O cloud banking mudou tanto a experiência bancária geral que alguns bancos novos não têm nenhuma agência física. Exemplo disso são os challenger banks, empresas de tecnologia que dependem fortemente de produtos e serviços de tecnologia financeira (fintech), que estão usando a nuvem para criar plataformas de serviços bancários digitais. Alguns oferecem seus serviços exclusivamente em um aplicativo que podem ser baixados em smartphones. Os challenger banks dependem fortemente da nuvem para fornecer serviços bancários de varejo semelhantes aos serviços oferecidos pelas instituições financeiras tradicionais, incluindo contas correntes e poupança, empréstimos e cartões de crédito. No entanto, eles operam sem os custos indiretos das agências físicas e dos funcionários necessários para gerenciá-las.

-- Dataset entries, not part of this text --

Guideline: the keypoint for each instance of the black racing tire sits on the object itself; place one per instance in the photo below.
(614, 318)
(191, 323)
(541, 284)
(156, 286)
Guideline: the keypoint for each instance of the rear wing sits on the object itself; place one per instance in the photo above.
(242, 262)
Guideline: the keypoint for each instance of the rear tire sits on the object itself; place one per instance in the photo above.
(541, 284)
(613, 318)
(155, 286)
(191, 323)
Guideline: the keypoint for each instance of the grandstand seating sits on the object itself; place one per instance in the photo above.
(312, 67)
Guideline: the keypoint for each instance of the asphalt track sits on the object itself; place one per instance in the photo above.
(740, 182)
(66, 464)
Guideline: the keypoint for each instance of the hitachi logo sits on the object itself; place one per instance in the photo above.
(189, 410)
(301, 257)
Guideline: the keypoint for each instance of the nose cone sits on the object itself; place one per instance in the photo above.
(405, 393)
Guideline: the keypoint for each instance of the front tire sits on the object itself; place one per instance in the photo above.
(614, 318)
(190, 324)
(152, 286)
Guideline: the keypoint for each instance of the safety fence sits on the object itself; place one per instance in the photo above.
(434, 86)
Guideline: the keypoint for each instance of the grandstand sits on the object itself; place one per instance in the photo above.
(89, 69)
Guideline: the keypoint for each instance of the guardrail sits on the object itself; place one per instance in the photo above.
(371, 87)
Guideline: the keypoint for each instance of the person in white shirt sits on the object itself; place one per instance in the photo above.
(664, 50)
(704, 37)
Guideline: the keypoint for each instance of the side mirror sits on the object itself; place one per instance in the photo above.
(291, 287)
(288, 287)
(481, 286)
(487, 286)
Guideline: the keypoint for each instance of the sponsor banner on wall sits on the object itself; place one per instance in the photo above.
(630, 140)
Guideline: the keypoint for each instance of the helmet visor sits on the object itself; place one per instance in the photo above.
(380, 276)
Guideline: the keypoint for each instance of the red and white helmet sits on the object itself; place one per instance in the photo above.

O open banking (ou “dados bancários abertos”) é uma nova prática, possibilitada por tecnologias de nuvem, na qual as instituições financeiras abrem os dados de seus clientes a terceiros, muitas vezes outros provedores de serviços financeiros, para estimular a inovação e fornecer novos serviços. Os bancos que praticam o open banking antes de mais nada devem obter a permissão de seus clientes para compartilhar suas informações, geralmente por meio de um formulário de consentimento. Em seguida, seus dados, incluindo conta, histórico de transações e outras informações, podem ser compartilhados por meio de uma interface de programação de aplicativos ou API. Os usos do open banking variam muito, mas geralmente incluem oportunidades de marketing para empréstimos e outros serviços financeiros, bem como o desenvolvimento de novos produtos digitais.
A mudança de muitas instituições financeiras da nuvem privada para a pública permitiu que os provedores de nuvem pública oferecessem produtos novos e inovadores em um modelo de produto como serviço, possibilitando que os bancos testassem diferentes serviços e produtos para os clientes. As ofertas prontas para uso também incentivam os bancos a se concentrarem menos nas tecnologias financeiras, raramente consideradas como competências bancárias essenciais, sem deixar de colher os benefícios da inovação nesse espaço.